La dernière séance du premier tour de la Conférence du stage des avocats au Conseil d'Etat et à la Cour de cassation s'est déroulée entre les murs de la magnifique bibliothèque du Conseil de l'Ordre. La consigne du Barreau est d’appliquer le triptyque cicéronien : « Etre éloquent, c’est instruire, plaire et émouvoir ».
C'est dans une ambiance solennelle et intimiste que trois jeunes avocats ont plaidé devant un jury formé des quatre secrétaires de la conférence du stage, sous la présidence de maître Gilles Thouvenin, président de l’Ordre des avocats au Conseil d'Etat et à la Cour de cassation, et d'un public composé d'une vingtaine d'étudiants, de jeunes avocats et de quelques rares néophytes.
Ils se sont confrontés à la question soulevée par un arrêt rendu récemment par la Cour européenne des droits de l'Homme (CEDH, 27 juin 2013, Vassis et autres c/ France): le placement en garde-à-vue de suspects d'ores et déjà privés de liberté depuis plusieurs jours à la suite de l'interception d'un navire en haute mer, porte-t-il atteinte aux dispositions de la Convention de sauvegarde ? Ou la mise en balance entre le respect des libertés individuelles et la lutte contre le trafic de drogue.
Deux candidates ont soutenu la thèse des demandeurs, c'est-à-dire celle de la défense des suspects retenus des jours durant dans l'irrespect des règles édictées par le Code de procédure pénale et la Convention de sauvegarde des droit de l'Homme et des libertés fondamentales.
Un autre, qui a soutenu l'antithèse, défend brillamment la nécessité de retenir ces suspects le temps de leur arrivée sur la terre ferme afin de pouvoir les juger.
Si la CEDH s'est prononcée en faveur d'une atteinte à la Convention en condamnant la France pour ne pas avoir présenté les suspects devant un juge indépendant avant 20 jours, il aurait pu en être autrement de la part de la quatrième secrétaire de la conférence, Elodie Pradeau, qui a pourtant rendu son rapport final en soutenant la même thèse.
Les jeux sont faits, le temps du vote du jury et du public est arrivé.

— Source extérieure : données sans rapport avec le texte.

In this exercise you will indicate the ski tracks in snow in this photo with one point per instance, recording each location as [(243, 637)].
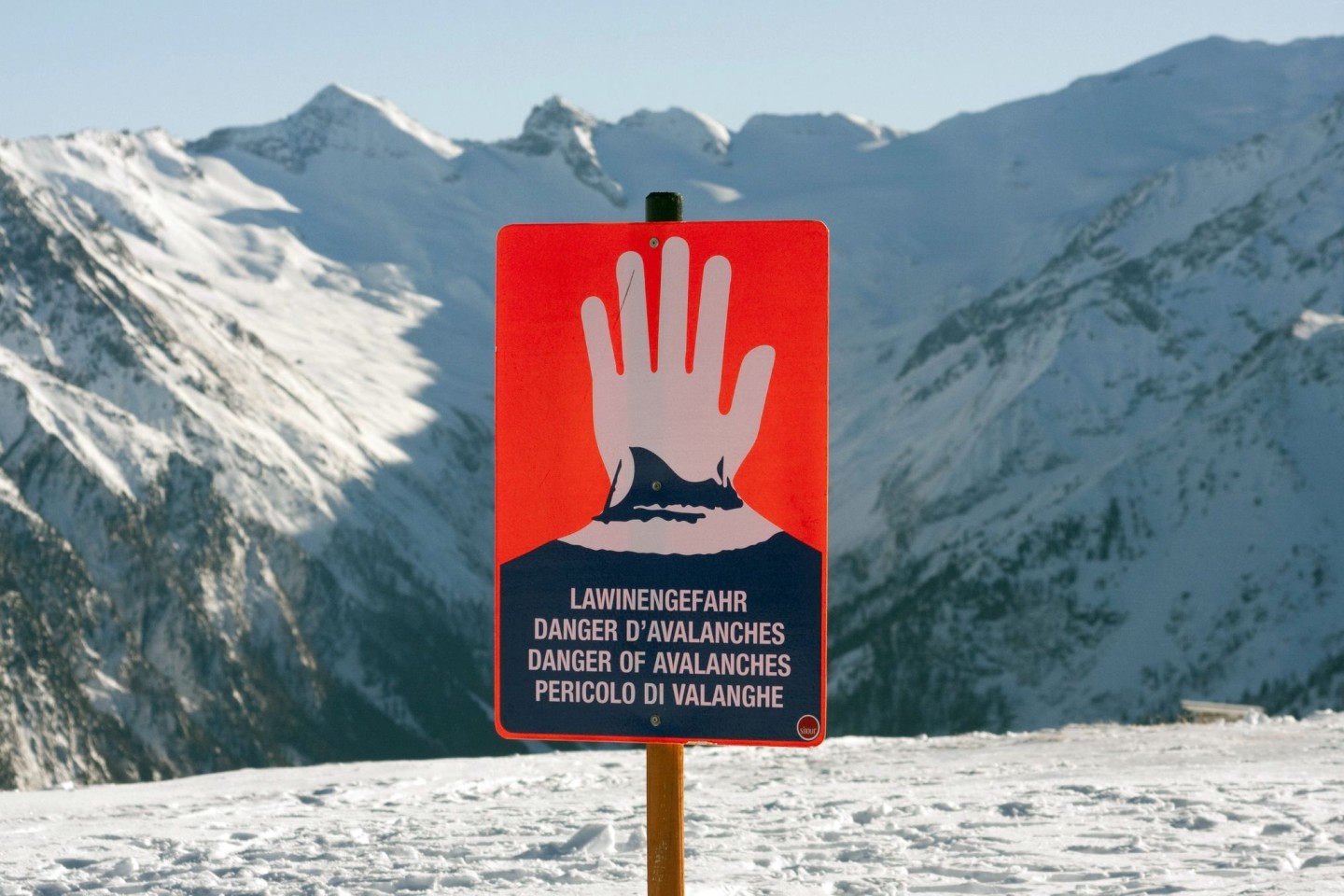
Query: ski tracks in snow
[(1211, 809)]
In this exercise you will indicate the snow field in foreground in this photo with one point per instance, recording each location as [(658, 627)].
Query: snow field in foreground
[(1246, 807)]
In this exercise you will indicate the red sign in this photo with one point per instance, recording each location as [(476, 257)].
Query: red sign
[(662, 481)]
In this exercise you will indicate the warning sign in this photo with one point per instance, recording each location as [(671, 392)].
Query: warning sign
[(662, 481)]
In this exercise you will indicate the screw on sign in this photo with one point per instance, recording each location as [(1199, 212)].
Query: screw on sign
[(662, 483)]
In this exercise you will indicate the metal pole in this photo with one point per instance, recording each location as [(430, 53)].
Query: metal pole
[(665, 763)]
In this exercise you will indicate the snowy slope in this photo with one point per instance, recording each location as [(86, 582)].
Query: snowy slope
[(1246, 807), (245, 409)]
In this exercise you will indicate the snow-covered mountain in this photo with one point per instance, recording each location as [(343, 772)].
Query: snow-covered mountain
[(1089, 354)]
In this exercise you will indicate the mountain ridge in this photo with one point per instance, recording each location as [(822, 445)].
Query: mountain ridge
[(246, 410)]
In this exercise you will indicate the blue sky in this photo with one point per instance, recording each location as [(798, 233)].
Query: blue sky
[(475, 69)]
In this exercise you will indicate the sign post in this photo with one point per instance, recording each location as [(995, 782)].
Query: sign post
[(662, 491), (665, 763)]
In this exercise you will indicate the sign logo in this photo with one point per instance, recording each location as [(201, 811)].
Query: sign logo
[(660, 481)]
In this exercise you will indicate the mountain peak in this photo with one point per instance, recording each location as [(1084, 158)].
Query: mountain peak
[(559, 127), (336, 119)]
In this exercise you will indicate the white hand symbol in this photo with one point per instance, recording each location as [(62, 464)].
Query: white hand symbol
[(672, 412)]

Quelle plaidoirie l’emportera ? Qui a su convaincre ? L'argumentation des demandeurs a prévalu, à 14 voix contre 12.
L'éloquence féminine a indéniablement marqué cette rencontre. Des argumentations récitées comme des poésies, pas un bégaiement ni une hésitation, un rythme calme et précis et quelques envolées lyriques ponctuées de citations bien choisies. Un champ lexical mêlant le littéraire, l'artistique et le juridique permettant au novice de comprendre l'enjeu du sujet. Des logiques déroulées méthodiquement en deux parties et deux sous-parties, comme en fac de droit, allégées par des citations de Rousseau, Montesquieu, Alain, Becket, Hugo, Conan Doyle, Malraux, Baudelaire...On en sort absolument convaincu et habité par les paroles de Benjamin Franklin selon qui la liberté ne peut être sacrifiée sur l’autel de la sécurité
Il reste désormais deux heures à patienter avant de connaître enfin les résultats du premier tour et les douze candidats sélectionnés pour le second. Les mines sont détendues et l’ambiance est à la camaraderie.
Retour à la bibliothèque, la tension est à son comble, à en faire pâlir plus d’un (un jeune candidat fait une syncope !), l’assistance est nombreuse (une bonne quarantaine de candidats, et une vingtaine de professeurs de droit et d’avocats). Le président de l’Ordre désigne enfin les lauréats du premier tour et leur fait tirer au sort, sous le contrôle d’un illustre professeur de droit public invité, leur sujet pour le second tour. Surprise, aucune des deux filles ayant convaincu l’audience en début d’après-midi n’est retenue, mais le garçon ayant tenu le rôle difficile du défendeur fait partie des douze !
La déception se lit sur les visages de ces deux toutes jeunes avocates. Mais elles sont chaleureusement invitées à boire « le verre de l’amitié » avec les autres candidats, heureux et malheureux, leurs pairs et parfois mentors.
Par Anne MOREAUX, pour les Affiches Parisiennes.